All children who board have to survive forced separation very young. A common coping mechanism is to disown their sadness and softer side; a 'strategic survival personality' is erected - a mask behind which their anxiety is hidden. Boarding school children equip themselves with a smile that says 'I am happy'. 
  • Psychologists talk of 'false-selves'. Few boarding school children are going to risk upsetting parents by telling them about their unhappiness. From all this, the skill in duplicity is nurtured - and honed in many adult working environments, not least in politics.   
  •  Nick Duffell has identified three personality types: 'compliers', 'rebels, and 'crushed'. 
  • When neglect is normalised, as in a sense it is within the boarding school system, abuse can readily occur. The 'crushed' can include the victimised and bullied who have been unable to erect a believable survival personality. When Nick Duffell was a child attending his boarding public school, another boy killed himself because he got so much unwanted attention because he was beautiful. 
  • The 'rebels' are the most difficult to treat. They distrust all authority figures which leaves them floundering without any internal authority within their own world. 
  • The 'compliers' are the largest group. Their mantra is 'It never did me any harm' and they defend their strategic survival personality forcefully by ridiculing anybody who suggests they may be wounded by their early experiences. This type often has a breakdown at some point. 

  • The effect of such difficult experiences in childhood on those who become politicians in adult life can be to blunt an understanding and empathy with the vulnerable in society. If you have been forced to disassociate from your own natural vulnerability, your capacity to empathise with the vulnerable is diminished. Hence, around a fifth of the population of the UK are disregarded in Tory neoliberalism. 
  • Neuroscience has established a link between emotional intelligence and making good choices. Will Hutton, the economist, argues that the Tory Party has consistently made bad decisions over decades. Nick Duffell's thesis is that those bad decisions are linked to diminished empathy which can be traced back to the trauma of being boarded and separated from hands-on parenting. 
  • The duplicity habit, learnt as a survival strategy, means the boarding school-boy who grows up to be a politician can have confused boundaries about what is true and what is a lie - Tony Blair, for instance, cannot admit he lied and was wrong over Iraq. Boris Johnson has a track-record of lying.  
  • Boarding school survivors may find it difficult to join groups and become team-players. One reason why the UK has never really joined fully with the European community project is because too many of our politicians are fearful of joining a new team project. 

Nick Duffell (2000), The Making of Them, Lone Arrow Press

Food for thought. 

Here, by way of conclusion, is George Monbiot making a very similar case to the one presented by Nick Duffell:

I hope this has helped in the unpicking of the masks of Boris Johnson.
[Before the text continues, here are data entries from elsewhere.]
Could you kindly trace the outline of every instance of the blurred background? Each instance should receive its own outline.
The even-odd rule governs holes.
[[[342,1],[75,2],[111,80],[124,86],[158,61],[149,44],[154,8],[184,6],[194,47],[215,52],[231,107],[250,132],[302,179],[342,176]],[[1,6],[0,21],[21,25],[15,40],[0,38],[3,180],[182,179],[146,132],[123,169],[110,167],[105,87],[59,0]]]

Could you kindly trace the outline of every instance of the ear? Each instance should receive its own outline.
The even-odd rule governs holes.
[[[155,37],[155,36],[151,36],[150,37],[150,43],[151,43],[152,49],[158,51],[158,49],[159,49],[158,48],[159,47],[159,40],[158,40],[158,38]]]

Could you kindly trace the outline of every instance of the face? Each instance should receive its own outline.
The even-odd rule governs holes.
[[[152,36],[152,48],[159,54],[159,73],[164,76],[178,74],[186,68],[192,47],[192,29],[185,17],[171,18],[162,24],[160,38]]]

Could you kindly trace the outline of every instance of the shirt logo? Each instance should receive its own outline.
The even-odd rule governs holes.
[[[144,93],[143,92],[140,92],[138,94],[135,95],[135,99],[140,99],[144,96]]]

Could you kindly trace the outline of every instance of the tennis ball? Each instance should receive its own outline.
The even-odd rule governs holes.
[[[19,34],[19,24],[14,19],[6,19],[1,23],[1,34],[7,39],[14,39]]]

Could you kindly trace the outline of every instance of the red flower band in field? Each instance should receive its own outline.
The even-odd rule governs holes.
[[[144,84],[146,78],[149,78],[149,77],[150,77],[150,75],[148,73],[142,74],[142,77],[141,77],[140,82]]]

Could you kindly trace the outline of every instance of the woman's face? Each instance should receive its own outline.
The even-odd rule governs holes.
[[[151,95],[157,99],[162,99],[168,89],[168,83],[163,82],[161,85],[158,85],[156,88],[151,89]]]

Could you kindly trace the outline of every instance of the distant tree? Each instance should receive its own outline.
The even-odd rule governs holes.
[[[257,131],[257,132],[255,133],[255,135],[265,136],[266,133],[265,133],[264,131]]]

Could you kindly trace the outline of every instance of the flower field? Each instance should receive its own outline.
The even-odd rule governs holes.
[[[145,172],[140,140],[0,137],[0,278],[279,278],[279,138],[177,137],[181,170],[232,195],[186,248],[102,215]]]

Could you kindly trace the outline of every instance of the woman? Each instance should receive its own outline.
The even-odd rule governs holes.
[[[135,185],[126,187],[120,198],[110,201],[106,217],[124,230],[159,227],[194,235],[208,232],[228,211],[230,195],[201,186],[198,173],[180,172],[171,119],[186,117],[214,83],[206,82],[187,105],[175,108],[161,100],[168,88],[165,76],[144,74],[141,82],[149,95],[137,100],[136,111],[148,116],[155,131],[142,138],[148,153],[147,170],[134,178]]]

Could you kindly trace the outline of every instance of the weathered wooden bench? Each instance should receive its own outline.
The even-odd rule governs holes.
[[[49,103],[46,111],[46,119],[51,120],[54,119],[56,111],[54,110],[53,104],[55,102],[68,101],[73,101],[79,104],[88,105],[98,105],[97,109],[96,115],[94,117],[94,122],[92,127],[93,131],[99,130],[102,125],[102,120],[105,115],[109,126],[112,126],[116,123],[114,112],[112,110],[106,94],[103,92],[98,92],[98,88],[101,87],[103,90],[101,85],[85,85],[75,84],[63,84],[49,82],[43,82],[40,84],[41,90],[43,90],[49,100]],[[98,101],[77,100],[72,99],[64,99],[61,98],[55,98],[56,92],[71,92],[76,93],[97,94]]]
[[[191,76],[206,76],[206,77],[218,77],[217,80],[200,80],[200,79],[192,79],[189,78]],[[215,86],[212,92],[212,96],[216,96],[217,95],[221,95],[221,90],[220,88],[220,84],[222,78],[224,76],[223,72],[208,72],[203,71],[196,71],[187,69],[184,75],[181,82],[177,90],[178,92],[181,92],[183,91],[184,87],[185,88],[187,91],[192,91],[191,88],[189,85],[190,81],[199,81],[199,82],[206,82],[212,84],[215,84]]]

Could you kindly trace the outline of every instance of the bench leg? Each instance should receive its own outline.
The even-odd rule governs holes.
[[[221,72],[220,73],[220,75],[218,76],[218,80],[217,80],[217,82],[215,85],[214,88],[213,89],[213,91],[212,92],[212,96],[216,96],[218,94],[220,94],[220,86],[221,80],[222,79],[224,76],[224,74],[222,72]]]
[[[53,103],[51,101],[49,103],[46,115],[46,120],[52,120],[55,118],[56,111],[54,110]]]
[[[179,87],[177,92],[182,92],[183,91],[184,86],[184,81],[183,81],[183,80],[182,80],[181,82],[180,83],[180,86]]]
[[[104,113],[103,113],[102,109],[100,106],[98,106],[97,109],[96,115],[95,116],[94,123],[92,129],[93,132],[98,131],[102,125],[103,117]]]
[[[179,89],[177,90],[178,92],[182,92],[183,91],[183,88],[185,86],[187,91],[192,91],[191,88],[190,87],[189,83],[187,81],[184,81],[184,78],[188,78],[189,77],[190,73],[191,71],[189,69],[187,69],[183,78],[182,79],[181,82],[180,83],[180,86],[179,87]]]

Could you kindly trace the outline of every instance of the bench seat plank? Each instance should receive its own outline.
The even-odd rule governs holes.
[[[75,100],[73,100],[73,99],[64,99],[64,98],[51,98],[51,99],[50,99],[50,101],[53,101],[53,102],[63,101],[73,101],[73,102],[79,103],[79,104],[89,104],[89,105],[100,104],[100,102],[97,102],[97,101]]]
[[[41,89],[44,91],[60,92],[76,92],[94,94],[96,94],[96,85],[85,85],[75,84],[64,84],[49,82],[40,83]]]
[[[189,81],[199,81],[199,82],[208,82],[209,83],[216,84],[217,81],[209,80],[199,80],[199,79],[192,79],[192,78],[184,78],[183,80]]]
  1. A thought provoking account of the reasons why... empathy is such an important part of the human being - the ability to put oneself in another's shoes and walk their path in life.. the young boy sent away from home to boarding school will have to find ways to cope - and a false persona ... these young men are likely have hidden from their full emotional range with a stiff upper lip .. I feel for the hurt child who has been buried deep ...leaving them unable to empathise with others as any in pain or need will reflected their own pain and need.
    And their understanding of the experience of those in need, hungry, homeless,scared, struggling to survive .. empathy will not be part of their emotional life ..

  2. Yes - we need compassion for these false selves, even as we struggle to overcome the damage they do as adults.

  3. Yes - and be ready to have that compassion rejected! It is too threatening.